This class contains feature extractors for the MaxentTagger that are only
applied to rare (low frequency/unknown) words.
The following options are supported:
Name | Args | Effect |
wordshapes | left, right |
Word shape features, eg transform Foo5 into Xxx#
(not exactly like that, but that general idea).
Creates individual features for each word left ... right |
unicodeshapes | left, right |
Same thing, but works for some unicode characters, too. |
unicodeshapeconjunction | left, right |
Instead of individual word shape features, combines several
word shapes into one feature. |
suffix | length, position |
Features for suffixes of the word position. One feature for
each suffix of length 1 ... length. |
prefix | length, position |
Features for prefixes of the word position. One feature for
each prefix of length 1 ... length. |
prefixsuffix | length |
Features for concatenated prefix and suffix. One feature for
each of length 1 ... length. |
capitalizationsuffix | length |
Current word only. Combines the suffix with a binary value
for whether the word contains any capital letters. |
distsim | filename, left, right |
Individual features for each position left ... right.

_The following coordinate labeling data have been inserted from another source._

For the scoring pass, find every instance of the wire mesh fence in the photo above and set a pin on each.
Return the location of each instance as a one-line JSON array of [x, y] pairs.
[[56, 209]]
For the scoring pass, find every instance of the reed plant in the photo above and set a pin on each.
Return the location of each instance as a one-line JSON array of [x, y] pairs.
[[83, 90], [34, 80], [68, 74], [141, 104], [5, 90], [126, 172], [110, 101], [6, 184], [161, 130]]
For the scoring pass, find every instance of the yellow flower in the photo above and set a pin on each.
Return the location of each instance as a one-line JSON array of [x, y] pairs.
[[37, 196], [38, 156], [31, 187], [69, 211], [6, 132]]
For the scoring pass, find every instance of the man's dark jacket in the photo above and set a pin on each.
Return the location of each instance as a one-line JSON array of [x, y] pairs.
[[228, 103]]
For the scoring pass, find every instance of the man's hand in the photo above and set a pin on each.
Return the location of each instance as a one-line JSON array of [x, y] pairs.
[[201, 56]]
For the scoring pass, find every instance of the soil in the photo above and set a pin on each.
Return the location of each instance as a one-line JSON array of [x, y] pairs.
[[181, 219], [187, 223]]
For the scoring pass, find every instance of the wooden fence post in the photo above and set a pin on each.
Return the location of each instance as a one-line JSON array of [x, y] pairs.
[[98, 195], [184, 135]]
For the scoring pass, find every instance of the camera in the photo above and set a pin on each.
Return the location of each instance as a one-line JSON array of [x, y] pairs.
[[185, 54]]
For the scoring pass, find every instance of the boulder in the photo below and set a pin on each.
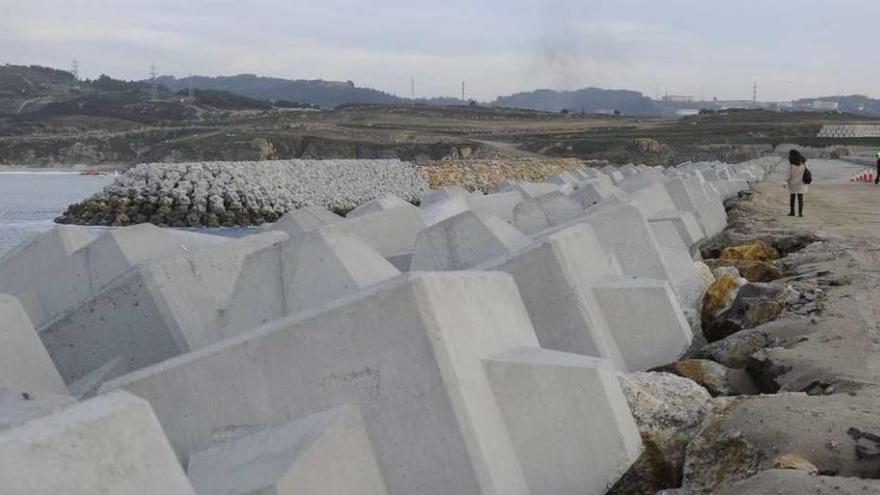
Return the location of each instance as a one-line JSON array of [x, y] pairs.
[[756, 251], [777, 481], [668, 410], [751, 270]]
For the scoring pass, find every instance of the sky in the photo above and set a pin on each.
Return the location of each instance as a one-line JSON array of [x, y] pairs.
[[709, 48]]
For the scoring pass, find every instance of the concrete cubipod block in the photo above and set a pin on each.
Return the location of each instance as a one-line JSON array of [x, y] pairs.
[[538, 214], [651, 199], [110, 444], [77, 275], [153, 312], [24, 363], [623, 230], [463, 241], [689, 229], [306, 272], [689, 196], [116, 251], [649, 326], [536, 189], [384, 202], [40, 275], [322, 454], [17, 407], [390, 232], [555, 278], [443, 194], [500, 205], [302, 220], [589, 455], [440, 210], [411, 355]]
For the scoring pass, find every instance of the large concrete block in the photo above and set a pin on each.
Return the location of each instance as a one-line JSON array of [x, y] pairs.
[[306, 272], [63, 279], [537, 214], [24, 363], [390, 232], [591, 449], [303, 220], [623, 231], [111, 444], [153, 312], [440, 210], [40, 275], [688, 195], [685, 223], [649, 326], [555, 278], [17, 407], [465, 240], [322, 454], [410, 354], [500, 205], [384, 202]]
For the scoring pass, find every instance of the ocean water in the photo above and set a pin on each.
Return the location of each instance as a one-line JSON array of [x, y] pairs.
[[30, 200]]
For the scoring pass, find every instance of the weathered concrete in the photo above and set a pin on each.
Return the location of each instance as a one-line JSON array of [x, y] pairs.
[[384, 202], [567, 454], [463, 241], [17, 407], [322, 454], [59, 280], [411, 354], [153, 312], [24, 363], [649, 326], [500, 205], [538, 214], [111, 444], [303, 220], [306, 272], [555, 277]]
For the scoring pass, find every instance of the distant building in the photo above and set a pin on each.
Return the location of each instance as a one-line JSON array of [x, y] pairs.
[[824, 105]]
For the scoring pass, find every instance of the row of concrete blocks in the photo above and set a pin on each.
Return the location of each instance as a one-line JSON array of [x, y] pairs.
[[305, 361], [849, 130]]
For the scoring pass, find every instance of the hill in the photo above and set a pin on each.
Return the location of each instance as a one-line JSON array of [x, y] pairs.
[[583, 100], [325, 94]]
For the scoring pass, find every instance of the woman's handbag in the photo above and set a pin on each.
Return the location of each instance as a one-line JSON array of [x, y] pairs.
[[808, 176]]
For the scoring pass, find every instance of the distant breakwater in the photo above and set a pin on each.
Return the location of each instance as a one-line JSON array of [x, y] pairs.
[[214, 194]]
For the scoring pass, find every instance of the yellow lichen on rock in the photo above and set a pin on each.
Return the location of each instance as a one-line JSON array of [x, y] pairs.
[[719, 296], [756, 251], [795, 461]]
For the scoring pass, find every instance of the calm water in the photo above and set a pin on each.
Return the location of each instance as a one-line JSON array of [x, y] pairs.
[[29, 201]]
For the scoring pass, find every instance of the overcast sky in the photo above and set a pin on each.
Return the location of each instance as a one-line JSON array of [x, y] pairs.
[[792, 48]]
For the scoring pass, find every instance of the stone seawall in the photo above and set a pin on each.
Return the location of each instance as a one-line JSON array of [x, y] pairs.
[[242, 193]]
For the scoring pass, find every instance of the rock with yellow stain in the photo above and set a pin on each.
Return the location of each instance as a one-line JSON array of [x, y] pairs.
[[756, 251]]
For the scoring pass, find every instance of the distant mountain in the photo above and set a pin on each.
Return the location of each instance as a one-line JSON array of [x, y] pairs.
[[326, 94], [858, 104], [587, 100]]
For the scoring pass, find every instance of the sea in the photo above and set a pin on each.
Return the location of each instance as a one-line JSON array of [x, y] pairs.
[[31, 199]]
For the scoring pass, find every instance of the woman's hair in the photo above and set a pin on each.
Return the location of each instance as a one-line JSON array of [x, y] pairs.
[[796, 158]]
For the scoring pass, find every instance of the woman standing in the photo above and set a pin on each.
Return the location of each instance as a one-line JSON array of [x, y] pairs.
[[795, 179]]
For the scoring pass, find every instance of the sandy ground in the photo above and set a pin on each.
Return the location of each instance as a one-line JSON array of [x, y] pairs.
[[828, 364]]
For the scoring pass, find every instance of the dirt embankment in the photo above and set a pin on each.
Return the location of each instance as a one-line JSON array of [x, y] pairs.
[[794, 369]]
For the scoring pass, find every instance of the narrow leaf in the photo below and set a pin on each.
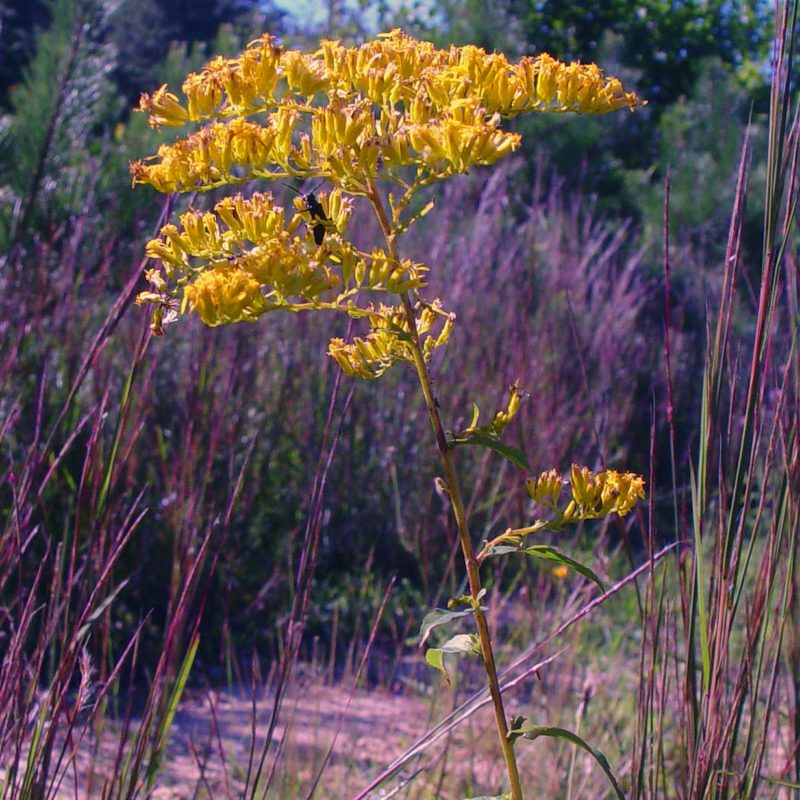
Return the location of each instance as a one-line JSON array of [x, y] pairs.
[[545, 551], [100, 609], [512, 454], [439, 616], [535, 731]]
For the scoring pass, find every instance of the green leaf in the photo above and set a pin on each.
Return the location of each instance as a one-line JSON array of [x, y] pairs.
[[439, 616], [512, 454], [462, 643], [165, 723], [493, 797], [535, 731], [95, 615], [551, 554]]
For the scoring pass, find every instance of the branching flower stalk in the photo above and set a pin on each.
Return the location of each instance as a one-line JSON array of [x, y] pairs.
[[383, 122]]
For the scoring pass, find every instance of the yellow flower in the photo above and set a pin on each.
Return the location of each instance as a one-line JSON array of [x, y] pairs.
[[608, 492], [546, 489], [394, 112]]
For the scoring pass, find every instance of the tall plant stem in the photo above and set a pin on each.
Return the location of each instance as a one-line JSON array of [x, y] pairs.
[[459, 511]]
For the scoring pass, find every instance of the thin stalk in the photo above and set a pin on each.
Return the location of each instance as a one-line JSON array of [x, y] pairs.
[[457, 503]]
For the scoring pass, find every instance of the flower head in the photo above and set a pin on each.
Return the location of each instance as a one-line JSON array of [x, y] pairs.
[[394, 112]]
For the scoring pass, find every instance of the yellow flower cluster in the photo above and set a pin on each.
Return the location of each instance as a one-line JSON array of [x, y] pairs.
[[392, 111], [387, 342], [593, 495], [241, 260], [352, 113]]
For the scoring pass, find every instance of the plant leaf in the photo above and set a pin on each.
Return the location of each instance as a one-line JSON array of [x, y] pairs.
[[535, 731], [107, 601], [439, 616], [512, 454], [545, 551], [461, 643]]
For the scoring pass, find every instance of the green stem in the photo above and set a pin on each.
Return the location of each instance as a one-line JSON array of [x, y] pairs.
[[459, 511]]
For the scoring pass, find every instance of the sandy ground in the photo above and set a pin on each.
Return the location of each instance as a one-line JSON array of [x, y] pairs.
[[209, 746]]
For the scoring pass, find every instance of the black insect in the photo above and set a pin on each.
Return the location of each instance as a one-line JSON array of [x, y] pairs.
[[314, 207]]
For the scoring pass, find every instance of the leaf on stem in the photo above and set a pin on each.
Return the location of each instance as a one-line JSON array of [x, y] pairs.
[[535, 731], [439, 616], [462, 643], [512, 454], [551, 554]]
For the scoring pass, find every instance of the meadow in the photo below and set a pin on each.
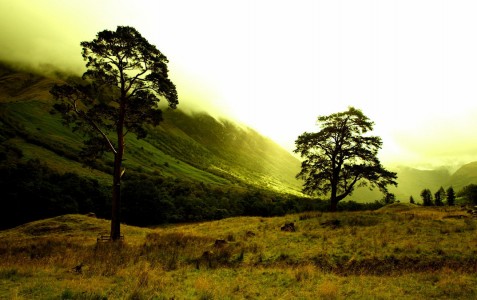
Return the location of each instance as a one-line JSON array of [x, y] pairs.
[[399, 251]]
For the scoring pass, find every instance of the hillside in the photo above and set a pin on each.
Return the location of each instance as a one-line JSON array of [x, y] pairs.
[[195, 146], [465, 175]]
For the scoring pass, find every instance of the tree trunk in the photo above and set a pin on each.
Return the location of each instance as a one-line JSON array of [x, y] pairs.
[[333, 198], [116, 201]]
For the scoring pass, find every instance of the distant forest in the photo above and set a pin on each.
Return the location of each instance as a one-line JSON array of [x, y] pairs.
[[36, 192]]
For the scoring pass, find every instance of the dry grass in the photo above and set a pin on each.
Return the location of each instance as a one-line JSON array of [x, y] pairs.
[[407, 253]]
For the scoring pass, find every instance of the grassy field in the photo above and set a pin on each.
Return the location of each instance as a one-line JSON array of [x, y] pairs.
[[398, 252]]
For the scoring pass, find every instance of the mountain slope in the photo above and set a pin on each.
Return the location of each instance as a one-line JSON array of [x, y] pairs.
[[190, 146], [465, 175]]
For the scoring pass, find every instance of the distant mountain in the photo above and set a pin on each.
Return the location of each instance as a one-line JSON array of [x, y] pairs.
[[193, 146], [465, 175]]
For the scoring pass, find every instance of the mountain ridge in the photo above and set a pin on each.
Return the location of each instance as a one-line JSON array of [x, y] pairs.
[[192, 145]]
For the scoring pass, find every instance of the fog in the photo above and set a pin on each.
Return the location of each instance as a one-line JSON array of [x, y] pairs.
[[277, 65]]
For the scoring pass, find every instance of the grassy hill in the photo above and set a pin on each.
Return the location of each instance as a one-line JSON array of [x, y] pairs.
[[398, 252], [196, 146]]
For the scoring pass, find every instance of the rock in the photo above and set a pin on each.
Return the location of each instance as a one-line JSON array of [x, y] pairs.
[[289, 227], [220, 243], [333, 223]]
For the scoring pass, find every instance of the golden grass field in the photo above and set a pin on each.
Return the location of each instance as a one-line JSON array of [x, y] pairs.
[[398, 252]]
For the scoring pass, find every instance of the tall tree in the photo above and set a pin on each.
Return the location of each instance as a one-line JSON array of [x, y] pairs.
[[341, 156], [125, 79], [450, 194]]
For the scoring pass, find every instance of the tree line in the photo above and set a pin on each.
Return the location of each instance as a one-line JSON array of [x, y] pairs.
[[33, 191], [467, 195]]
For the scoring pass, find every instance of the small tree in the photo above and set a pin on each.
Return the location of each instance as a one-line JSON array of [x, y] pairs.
[[426, 196], [341, 157], [469, 192], [125, 79], [450, 195], [389, 198]]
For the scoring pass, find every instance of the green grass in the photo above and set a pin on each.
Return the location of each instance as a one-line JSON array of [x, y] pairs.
[[395, 253], [33, 119]]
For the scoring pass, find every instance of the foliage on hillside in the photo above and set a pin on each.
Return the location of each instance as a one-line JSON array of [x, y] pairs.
[[187, 146], [32, 191], [396, 253]]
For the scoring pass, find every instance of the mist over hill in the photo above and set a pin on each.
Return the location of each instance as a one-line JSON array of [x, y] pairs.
[[192, 145]]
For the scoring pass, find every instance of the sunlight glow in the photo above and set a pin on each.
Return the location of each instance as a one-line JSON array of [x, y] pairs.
[[277, 65]]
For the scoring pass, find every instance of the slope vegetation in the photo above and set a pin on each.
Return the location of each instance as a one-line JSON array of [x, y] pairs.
[[196, 146]]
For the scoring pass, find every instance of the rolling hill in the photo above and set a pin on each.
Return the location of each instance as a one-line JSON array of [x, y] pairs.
[[192, 146]]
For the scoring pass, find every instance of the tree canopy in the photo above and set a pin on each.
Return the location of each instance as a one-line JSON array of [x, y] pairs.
[[126, 77], [341, 156]]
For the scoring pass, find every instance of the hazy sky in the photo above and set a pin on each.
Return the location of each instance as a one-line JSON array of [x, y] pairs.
[[409, 65]]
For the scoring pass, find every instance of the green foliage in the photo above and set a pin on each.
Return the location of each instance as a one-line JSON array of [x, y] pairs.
[[469, 193], [439, 197], [426, 196], [32, 191], [341, 156]]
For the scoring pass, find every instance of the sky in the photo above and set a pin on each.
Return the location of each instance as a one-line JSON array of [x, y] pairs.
[[273, 65]]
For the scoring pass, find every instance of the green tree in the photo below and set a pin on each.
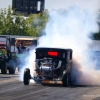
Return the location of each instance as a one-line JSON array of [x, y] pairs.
[[15, 24]]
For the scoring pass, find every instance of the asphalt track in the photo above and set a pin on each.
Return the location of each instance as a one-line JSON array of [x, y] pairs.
[[11, 88]]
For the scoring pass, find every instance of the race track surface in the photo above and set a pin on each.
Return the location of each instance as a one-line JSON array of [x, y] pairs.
[[11, 88]]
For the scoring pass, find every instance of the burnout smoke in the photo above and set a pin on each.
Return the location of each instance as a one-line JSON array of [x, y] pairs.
[[70, 27]]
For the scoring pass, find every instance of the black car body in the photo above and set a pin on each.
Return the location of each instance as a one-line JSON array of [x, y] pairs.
[[53, 65]]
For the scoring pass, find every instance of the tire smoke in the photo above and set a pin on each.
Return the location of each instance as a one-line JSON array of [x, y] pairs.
[[71, 27]]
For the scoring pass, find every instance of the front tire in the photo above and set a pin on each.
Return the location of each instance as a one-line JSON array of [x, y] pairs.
[[26, 77]]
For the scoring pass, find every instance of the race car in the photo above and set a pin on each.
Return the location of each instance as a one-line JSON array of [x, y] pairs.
[[53, 66]]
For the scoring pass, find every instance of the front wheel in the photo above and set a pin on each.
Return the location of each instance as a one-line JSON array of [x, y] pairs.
[[26, 77]]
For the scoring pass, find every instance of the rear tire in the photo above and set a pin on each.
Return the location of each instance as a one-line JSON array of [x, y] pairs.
[[12, 67], [26, 77], [65, 80], [3, 68]]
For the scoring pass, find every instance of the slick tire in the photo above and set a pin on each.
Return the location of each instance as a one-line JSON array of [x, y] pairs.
[[3, 68], [26, 77], [12, 67], [65, 80]]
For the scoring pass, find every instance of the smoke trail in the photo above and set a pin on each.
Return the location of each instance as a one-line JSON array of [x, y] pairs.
[[71, 29]]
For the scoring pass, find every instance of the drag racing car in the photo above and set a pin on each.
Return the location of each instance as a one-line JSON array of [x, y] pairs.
[[53, 66]]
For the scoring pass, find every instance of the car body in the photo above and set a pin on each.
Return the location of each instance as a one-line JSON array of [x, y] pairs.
[[53, 66]]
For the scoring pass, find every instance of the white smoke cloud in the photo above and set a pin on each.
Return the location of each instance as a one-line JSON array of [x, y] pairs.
[[70, 27]]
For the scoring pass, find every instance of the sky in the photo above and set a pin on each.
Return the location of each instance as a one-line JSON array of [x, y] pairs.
[[55, 4]]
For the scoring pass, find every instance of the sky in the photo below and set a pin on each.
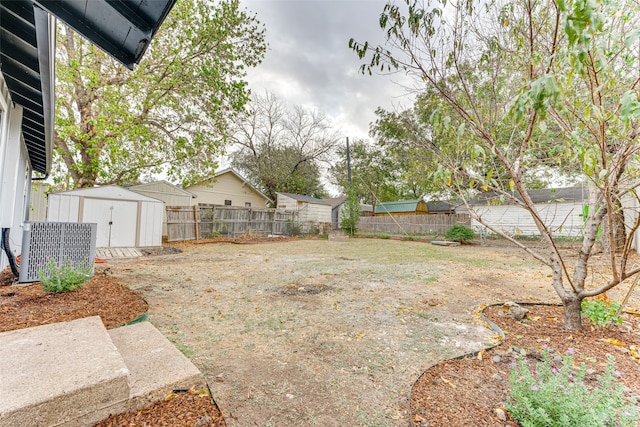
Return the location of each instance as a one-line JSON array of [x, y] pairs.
[[309, 63]]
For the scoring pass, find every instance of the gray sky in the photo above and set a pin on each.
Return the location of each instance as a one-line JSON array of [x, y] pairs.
[[309, 63]]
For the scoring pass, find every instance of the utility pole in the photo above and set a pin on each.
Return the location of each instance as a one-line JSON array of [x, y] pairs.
[[348, 163]]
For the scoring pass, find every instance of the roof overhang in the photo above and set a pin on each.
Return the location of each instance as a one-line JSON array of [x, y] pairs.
[[122, 28]]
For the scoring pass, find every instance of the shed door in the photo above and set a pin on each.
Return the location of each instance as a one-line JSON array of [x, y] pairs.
[[116, 221]]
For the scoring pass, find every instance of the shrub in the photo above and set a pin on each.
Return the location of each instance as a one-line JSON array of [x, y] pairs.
[[64, 278], [459, 233], [601, 313], [555, 397]]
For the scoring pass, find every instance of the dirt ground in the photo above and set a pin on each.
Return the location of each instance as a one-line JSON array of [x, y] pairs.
[[327, 333]]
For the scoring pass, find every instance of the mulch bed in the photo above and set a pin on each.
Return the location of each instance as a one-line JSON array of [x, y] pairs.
[[27, 306], [467, 392]]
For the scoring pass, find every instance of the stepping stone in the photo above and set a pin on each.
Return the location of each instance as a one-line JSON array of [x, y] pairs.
[[56, 373], [156, 368]]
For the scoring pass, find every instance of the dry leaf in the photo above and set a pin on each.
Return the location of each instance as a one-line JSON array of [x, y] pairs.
[[446, 381], [613, 342]]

Compares that word with the dictionary in filename. |
distsimconjunction | filename, left, right |
A concatenation of distsim features from left ... right. |
Also available are the macros "naacl2003unknowns",
"lnaacl2003unknowns", and "naacl2003conjunctions".
naacl2003unknowns and lnaacl2003unknowns include suffix extractors
and extractors for specific word shape features, such as containing
or not containing a digit.